4.0L MPI Six 'Banging' Without Warning!

From: John A.

Sent: Sunday, August 12, 2012 4:54 PM
To:
  4WD Mechanix Magazine

Subject: Should I just shoot it?

Help! I have a 91 Comanche 4.0L 5-speed. Have owned for 4+ yrs. 260k miles. Good overall condition. Has always run great.
Did a full valve job, new lifters, oil pump about 2 yrs ago.
 
   About 2 months ago engine started with an erratic miss. Kept getting worse, so, I started working on it. She "bucks" terribly at times, mainly when accelerating gently, but can be when cruising. Makes you feel like it is going to tear the driveshaft out from under the poor thing. Will jerk 2 or 3 times in one second. Not just a skip, but a hard "bang, bang, bang" on the entire drivetrain. You have to depress clutch fast to keep it from tearing something up. (have checked for a cracked flywheel, seems OK).
 
Replaced TPS, Idle Motor, Dist Cap, Plugs, Wires, Fuel Filter. No better, took it to a shop. They said ECM, so replaced that.
 
Back to shop, 3 mechanics and an analyzer. Smoke test, fuel pressure (35 psi), vacuum (15"). They have no clue.
 
Replaced O2 Sensor, Speed Sensor, Intake Temp. Sensor, NO better. Replaced distributor. Checked all grounds, fuses, relays.
 
Still doing the same thing. Cooling fan doesn't run either, have it hot wired.
 
So, any suggestions? Anything will be much appreciated. Built an all-aluminum over cab topper recently. Am in process of total re-upholstering truck interior. Plan to keep, is my only vehicle.

Thank you in advance,

John A.

From: 4WD Q & A
Sent: Sunday, August 12, 2012 8:32 PM
To: 'John A.'
Subject: RE: Should I just shoot it?

John, two things come quickly to mind:

1) Have you checked the crankshaft position sensor at the back of the block (upper converter/bellhousing, 11 o’clock looking from rear of engine)? A dirty sensor, or defective sensor, will cause these symptoms. Oil from the rear of the engine (main seal, typically) can even cause the sensor to fault. Check sensor wiring for a short, too.
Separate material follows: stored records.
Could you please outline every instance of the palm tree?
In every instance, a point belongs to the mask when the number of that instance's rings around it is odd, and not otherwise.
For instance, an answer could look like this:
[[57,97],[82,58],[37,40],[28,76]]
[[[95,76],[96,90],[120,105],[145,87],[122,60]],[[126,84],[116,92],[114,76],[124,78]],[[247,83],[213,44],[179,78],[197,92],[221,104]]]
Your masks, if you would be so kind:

2) You have fuel pressure…Do you have fuel volume, too? A clogged tank pickup or other restrictions, or even a defective fuel pressure regulator on your two-rail system, can cause a problem.

We can take this further if necessary…I’m full of ideas, just furnish details!

Moses

2.5L Wrangler YJ four-cylinder about to leave the engine bay.

More 2.5L TBI Issues...

From: James M.
Sent: Friday, November 25, 2011 7:08 PM
To:
4WD Mechanix Magazine
Subject: Engine stalls and dies
 
I have an 86 comanche.  it runs for a while then stalls (sputters when applying throttle) and then dies.  turn off key and cranks right backup.
 
Any idea?
 
James M.

From: 4WD Q & A [mailto:qanda@4WDmechanix.com]
Sent: Saturday, November 26, 2011 4:01 PM
To: 'James M'
Subject: RE: Engine stalls and dies
 
James...173 (2.8L) V-6? Sounds like an oxygen sensor or EGR valve issue. If a 2.8L, you have a carburetor with feedback…Does the engine run okay after the restart or run for a while and stall again?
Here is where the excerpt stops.